Larger external reserves bode well for the naira as the research firm sees the local currency maintaining the N1,550.00 — N1,635.00/$ bandwidth through the end of 2025.

Nigeria’s FX reserves have shed more than $3.5 billion year-to-date as the central bank paid off some $2 billion in external borrowings while regularly selling dollars to the market to ensure liquidity and naira stability amid global tensions.

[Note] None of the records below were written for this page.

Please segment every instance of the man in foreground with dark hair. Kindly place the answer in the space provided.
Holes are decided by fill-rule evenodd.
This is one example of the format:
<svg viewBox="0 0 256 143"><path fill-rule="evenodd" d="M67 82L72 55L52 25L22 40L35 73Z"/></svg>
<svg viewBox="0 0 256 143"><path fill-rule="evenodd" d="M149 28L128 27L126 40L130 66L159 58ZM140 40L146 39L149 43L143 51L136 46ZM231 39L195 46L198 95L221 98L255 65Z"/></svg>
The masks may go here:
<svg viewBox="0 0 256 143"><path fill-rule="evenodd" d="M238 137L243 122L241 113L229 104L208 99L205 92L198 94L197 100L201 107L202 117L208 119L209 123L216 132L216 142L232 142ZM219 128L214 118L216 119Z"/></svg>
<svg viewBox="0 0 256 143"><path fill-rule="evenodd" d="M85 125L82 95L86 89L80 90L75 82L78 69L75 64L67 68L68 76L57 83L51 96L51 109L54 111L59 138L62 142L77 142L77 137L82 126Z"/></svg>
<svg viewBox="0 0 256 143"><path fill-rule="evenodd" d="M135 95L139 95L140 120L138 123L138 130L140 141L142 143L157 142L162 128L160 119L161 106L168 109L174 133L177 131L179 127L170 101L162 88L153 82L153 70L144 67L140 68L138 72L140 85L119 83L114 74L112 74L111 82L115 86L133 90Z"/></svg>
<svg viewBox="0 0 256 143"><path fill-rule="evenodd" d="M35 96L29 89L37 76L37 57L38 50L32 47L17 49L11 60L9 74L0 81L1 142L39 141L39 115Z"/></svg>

According to analysts at CardinalSone Research, external shocks – both the tension in the Middle East and sweeping tariffs powered by US President Donald Trump – have led to FX outflows of $22.83 billion, as some investors shifted capital to the U.S. Treasuries and Gold.

 

This has seen the apex bank adopt a “discretionary FX framework”, selling a total sum of $4.72 billion in the presence of perceived market distortions.

 

CardinalStone stated that the CBN’s average monthly FX intervention came in at $786.58 million, materially lower than the $2.30 billion pre-COVID and $1.38 billion post-COVID levels previously used to defend the Naira at unsustainable levels, despite underlying macro weaknesses.

 

In a bid to tame inflation, lure in foreign capital and shore up the value of the naira, the monetary authorities have left key benchmark interest rates unchanged for two straight times after aggressively hiking lending rates by a cumulative 875 basis points to 27.5 percent.

 

The analysts see a headroom for a 50 to 100 basis points before the year ends, bringing relief to business owners grappling with high borrowing rates.

 

The combination of tighter monetary policy, rising external reserves, and improved FX management is helping to restore investor confidence, which had waned amid past currency instability.

 

However, the outlook remains sensitive to global oil prices, portfolio flows, and the pace of fiscal consolidation. Any shocks in these areas could pose downside risks to both reserves and currency stability.